Although not as commonly used for their original purpose, tricyclic antidepressants (TCAs) remain in use for the treatment of depression and other conditions.
TCA overdose produces sedation, unconsciousness, and seizures. Tachycardias, including wide complex tachycardias, and hypotension are common.
Patients who have overdosed on TCAs can deteriorate rapidly. Urgent conveyance with appropriate preparation should be undertaken.
As with most poisonings or overdoses, care for TCA toxicity is primarily supportive. Protect the airway, provide supplemental oxygen, maintain effective ventilation, and support blood pressure as necessary.
ECG monitoring can be helpful in identifying cardiac rhythm disturbances common to TCA overdose. Consider ACP intercept where available.
Consider the possibility of co-ingestion of other medications or substances. Care more generally for the patient than for any particular poison.

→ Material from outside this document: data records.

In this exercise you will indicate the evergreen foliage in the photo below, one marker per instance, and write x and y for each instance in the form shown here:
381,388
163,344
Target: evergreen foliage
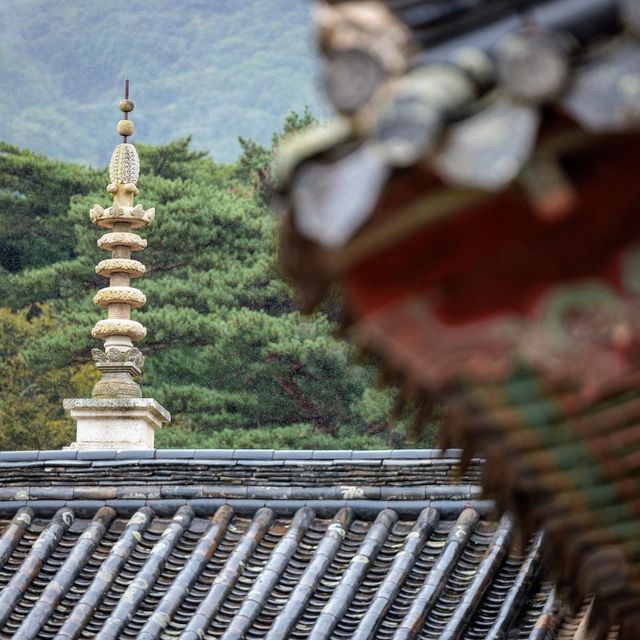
228,354
211,68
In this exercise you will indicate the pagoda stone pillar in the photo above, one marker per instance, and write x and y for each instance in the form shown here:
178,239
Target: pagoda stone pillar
117,416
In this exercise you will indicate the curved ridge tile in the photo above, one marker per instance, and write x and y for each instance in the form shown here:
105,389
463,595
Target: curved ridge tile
227,578
147,576
110,569
496,553
28,571
549,620
515,597
66,575
438,576
199,558
313,574
269,575
13,533
360,563
395,578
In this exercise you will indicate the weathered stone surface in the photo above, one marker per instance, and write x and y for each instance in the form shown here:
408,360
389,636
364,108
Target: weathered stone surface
122,423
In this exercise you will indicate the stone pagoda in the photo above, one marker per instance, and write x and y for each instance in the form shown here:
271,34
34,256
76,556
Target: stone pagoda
117,416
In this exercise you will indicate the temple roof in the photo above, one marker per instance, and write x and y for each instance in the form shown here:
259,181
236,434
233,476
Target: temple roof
263,544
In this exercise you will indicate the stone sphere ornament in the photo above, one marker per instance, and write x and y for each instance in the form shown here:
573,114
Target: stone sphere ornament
126,128
126,105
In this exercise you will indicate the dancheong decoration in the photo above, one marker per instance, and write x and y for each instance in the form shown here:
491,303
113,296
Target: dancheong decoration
477,199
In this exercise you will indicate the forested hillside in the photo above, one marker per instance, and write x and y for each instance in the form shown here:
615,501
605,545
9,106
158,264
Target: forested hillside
228,354
214,69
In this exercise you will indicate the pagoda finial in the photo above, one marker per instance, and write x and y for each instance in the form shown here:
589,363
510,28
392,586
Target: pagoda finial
120,361
117,400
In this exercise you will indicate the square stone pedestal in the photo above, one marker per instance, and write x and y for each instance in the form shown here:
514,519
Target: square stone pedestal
119,423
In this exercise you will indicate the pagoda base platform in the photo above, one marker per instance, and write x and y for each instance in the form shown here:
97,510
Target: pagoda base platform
118,423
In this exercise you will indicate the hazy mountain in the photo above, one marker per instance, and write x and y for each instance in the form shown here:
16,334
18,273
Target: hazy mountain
216,69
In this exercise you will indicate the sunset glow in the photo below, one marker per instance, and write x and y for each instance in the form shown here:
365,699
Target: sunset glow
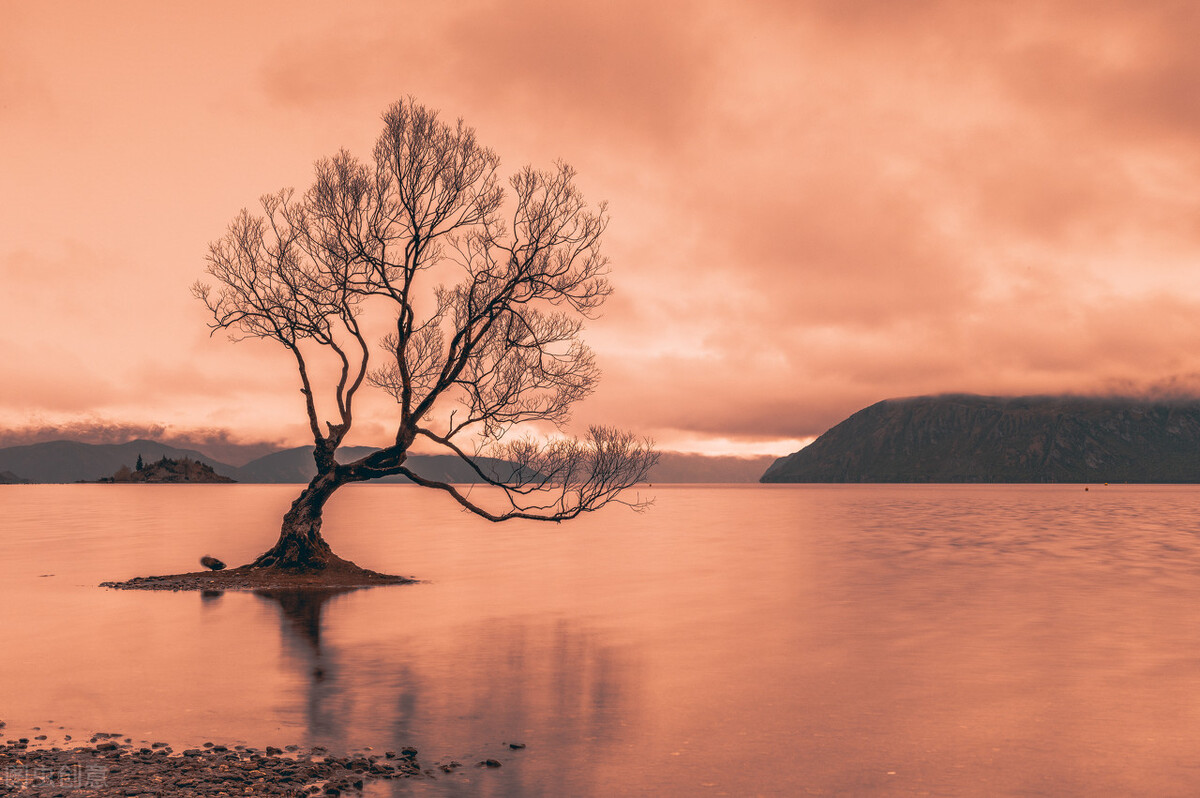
814,205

TCA overdoses carry several important clinical consequences; the most significant is the blockade of fast sodium ion channels in the heart.
The clinical course of a TCA poisoning is unpredictable due to complexities with uptake from the gastrointestinal tract, bioavailability, and drug metabolism. Patients may initially appear well, but deteriorate rapidly and without warning.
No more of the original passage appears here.